Todo había pasado; sin embargo, Gelvira me relató lo sucedido suspicaz y temerosa de que alguien revolviera: cuando el primer campesino llegó por la mañana a recoger su carga de harina molida y se encontró con todo destartalado, patas arriba, como yo lo había dejado, y el molinero muerto enturado en su sitio, quedó espantado y no acertaba a hablar. No supo Gelvira si era tartamudo o la tembladera le había ocasionado que no arrancara a articular palabras con sentido. El pobre, de momento, fue detenido después de que declarara otra vez en el lugar de los hechos; y Gelvira tuvo que callarse viendo que le ataban las manos, hasta que desobedeciéndome con buen criterio, les dijo que aquel hombre no había sido, que ella tenía bien grabada la cara del criminal y que el campesino llegó por la mañana a recoger sus quilmas; y ella misma le había pedido suplicante que diera el aviso. A pesar de todo, el desdichado hacía juramentos con los dedos diciendo que no volvería a ese molino y que, en lo sucesivo, iría a moler a otro valle. Se echaba la culpa de haber madrugado tanto para llegar el primero
Por fin, celebramos nuestra unión tranquilos, con cuatro truchas que yo había dejado en el río ensartadas por las agallas con un junco para que estuvieran frescas, y con vino del tonel más viejo de la bodega.

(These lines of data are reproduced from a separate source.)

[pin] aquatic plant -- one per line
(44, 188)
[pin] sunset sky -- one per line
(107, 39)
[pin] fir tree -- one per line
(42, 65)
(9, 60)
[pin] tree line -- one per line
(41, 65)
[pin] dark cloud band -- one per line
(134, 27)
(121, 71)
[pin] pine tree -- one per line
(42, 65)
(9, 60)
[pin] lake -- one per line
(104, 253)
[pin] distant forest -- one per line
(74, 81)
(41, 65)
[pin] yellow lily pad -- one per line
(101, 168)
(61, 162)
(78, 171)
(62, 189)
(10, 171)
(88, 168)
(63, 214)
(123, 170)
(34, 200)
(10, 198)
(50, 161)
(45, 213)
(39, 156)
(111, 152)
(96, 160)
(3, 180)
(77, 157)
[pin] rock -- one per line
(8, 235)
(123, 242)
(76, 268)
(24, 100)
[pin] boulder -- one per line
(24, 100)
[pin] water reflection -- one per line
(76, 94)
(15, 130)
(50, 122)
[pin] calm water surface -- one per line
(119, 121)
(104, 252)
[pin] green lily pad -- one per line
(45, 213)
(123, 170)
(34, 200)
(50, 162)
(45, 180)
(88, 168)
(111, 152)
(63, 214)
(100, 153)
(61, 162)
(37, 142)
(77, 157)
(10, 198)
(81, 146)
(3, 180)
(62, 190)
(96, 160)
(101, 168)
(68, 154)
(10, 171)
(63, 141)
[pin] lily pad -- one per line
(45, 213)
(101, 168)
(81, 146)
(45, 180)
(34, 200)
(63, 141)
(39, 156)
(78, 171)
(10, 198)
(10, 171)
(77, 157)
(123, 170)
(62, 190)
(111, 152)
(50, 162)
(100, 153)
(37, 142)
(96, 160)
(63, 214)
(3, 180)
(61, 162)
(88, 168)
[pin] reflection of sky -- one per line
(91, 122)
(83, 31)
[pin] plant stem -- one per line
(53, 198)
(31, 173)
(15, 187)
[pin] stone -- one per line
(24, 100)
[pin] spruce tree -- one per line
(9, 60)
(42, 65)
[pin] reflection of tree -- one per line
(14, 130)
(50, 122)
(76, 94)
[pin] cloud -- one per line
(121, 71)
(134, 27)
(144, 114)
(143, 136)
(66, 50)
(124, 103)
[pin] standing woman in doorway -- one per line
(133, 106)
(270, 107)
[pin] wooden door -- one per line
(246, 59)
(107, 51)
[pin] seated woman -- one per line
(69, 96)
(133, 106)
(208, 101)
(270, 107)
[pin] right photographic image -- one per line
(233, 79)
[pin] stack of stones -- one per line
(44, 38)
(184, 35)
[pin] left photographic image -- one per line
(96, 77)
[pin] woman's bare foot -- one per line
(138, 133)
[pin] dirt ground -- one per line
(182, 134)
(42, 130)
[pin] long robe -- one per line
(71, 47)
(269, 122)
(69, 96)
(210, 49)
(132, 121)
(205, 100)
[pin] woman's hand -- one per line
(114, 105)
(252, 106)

El día siguiente llegaron los últimos paisanos que tenían quilmas pendientes de que se las repartiera el molinero con su carreta. No obstante la cilla del molino estaba llena de lo que había ido acumulando como intereses cobrados en especie.
En el desvío del camino hacia la vereda de la pasarela, pusimos un letrero pirograbrado con el hierro candente de la chimenea sobre el lado plano de medio taco de roble, que decía: “el molino, CERRADO, hasta nuevo aviso”.

***(Nota)
“farinal”, que es lo mismo que “harinal”, donde caía la harina molida. En los manuscritos, unas veces lo escribió con “efe” y otras sin “efe y sin “hache”. Falta la “i”, y pone “farnal”. Es la palabra más titubeante por la multiplicidad de formas”.
Clara me dice que en estos manuscritos es frecuente la vacilación ortográfica en la misma palabra. “Bueno... es normal hasta la creación de la Real Academia, durante los cinco siglos siguientes” —nos comenta el profesor.